Eu também tinha as minhas dores e reservas ao passado, mas fora por


isso mesmo que insisti que ele perdoasse o pai, que fizesse isso ainda em vida.
Pois, depois de morto não haveria lágrimas que trouxessem o seu pai de volta,
não haveria súplicas e preces fervorosas que lhe concedessem um único minuto
ao lado da pessoa amada.

— Esse caos emocional que você se refere foi o alicerce para o pai que eu
sou hoje! Se hoje eu amo tanto a minha filha e faço o possível e impossível para
vê-la sorrindo, é por tudo o que eu passei — seus olhos brilhavam quando ele
falava da Mariana — Após o reencontro com o meu pai naquele hospital eu dei
um novo significado a minha dor, eu transformei todo aquele sofrimento em
aprendizagem...

— Eu não sou tão superior assim — confessei tristemente — Não


alcancei esse estágio em transformar dor em sabedoria.

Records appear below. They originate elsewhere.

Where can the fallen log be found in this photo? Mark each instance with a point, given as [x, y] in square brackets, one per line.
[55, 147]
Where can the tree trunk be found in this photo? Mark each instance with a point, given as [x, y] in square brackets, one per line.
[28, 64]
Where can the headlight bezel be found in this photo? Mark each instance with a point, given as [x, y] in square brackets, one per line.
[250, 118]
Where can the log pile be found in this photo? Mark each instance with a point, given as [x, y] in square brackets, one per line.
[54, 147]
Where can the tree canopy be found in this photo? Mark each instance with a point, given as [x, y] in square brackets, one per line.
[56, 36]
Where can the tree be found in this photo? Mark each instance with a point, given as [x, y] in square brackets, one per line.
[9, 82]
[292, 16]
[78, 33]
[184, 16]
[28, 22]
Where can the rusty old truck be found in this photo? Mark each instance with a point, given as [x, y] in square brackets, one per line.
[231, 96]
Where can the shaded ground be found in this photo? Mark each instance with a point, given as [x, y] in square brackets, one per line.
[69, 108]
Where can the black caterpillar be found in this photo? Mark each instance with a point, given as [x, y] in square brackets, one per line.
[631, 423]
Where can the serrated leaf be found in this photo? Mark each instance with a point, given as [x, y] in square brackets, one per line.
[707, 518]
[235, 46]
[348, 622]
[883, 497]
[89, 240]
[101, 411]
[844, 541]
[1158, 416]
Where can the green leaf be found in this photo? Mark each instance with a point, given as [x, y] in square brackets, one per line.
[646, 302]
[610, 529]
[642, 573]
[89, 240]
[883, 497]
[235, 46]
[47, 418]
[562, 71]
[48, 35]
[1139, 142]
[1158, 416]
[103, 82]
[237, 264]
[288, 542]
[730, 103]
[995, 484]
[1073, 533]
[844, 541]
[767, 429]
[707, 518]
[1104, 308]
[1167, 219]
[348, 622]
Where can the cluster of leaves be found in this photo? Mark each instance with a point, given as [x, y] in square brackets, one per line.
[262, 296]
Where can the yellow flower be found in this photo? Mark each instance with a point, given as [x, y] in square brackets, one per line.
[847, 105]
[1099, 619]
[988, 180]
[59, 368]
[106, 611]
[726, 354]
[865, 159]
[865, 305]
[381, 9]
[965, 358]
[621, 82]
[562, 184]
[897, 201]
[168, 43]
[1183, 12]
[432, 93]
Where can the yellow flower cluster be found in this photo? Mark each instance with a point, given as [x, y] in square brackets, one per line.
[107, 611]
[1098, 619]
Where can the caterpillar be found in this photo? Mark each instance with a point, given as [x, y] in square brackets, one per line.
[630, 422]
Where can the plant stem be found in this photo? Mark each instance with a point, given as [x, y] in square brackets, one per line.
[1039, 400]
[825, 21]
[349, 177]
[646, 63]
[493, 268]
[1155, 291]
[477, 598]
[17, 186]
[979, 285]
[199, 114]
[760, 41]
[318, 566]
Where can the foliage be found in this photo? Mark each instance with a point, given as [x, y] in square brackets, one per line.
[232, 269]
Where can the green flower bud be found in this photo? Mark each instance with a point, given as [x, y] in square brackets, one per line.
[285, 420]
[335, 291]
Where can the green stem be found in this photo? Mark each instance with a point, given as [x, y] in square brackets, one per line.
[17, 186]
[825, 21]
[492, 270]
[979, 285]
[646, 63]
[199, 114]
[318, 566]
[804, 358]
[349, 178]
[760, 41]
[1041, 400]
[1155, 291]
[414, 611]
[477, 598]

Mais uma vez pensei em Yasmin. Como em meio a todo o sofrimento que
ela passou, eu poderia lembrar dos momentos felizes?

— E você acha que eu sou? — sorriu — Tem dedo da Fernanda


Albuquerque nisso — seus olhos marejaram ao falar da esposa — Compartilhar
com ela todo o sofrimento que passei ao lado da minha mãe foi catártico. Não
apenas pelo simples fato de desabafar, de desenterrar um passado e trazer à
tona todas as dores e mágoas escondidas, mas sim porque a mulher que eu
amava, após ouvir todas as minhas dores não me julgou ou me repreendeu —
uma lágrima rolou pela sua face e ele não fez nada, deixou mais outras seguirem
o mesmo curso — Ela apenas me amou e continuaria me amando mesmo que eu
optasse por não perdoar o meu pai.

Marcos parou o carro num lugar seguro e voltou-se para mim os olhos
cheios de lágrimas:

— Eu levei mais de dez anos para perdoar o meu pai e hoje, vendo o
amor que a Mari nutre por ele e a devoção que ele tem pela neta, sei que fiz a
escolha certa — mais duas lágrimas rolaram pelo seu rosto enquanto ele sorria
— Sou feliz por ter dado essa oportunidade a todos nós. Feliz por ter feito as
pazes com o meu passado. E isso tem dedo seu — apontou para mim — se hoje
eu sou um homem completo é porque você foi meu amigo, o cara que escavou o
meu passado e me deu a oportunidade de recomeçar... Eu não sei o que está
acontecendo com você, mas saiba que pode contar comigo! Eu te devo essa —
sorriu entre lágrimas.

— Caralho! — enxuguei uma lágrima teimosa que escapou — você


deveria largar a advocacia e ser palestrante emocional! — brinquei para aliviar
o clima. E consegui, pois o Marcos gargalhou alto.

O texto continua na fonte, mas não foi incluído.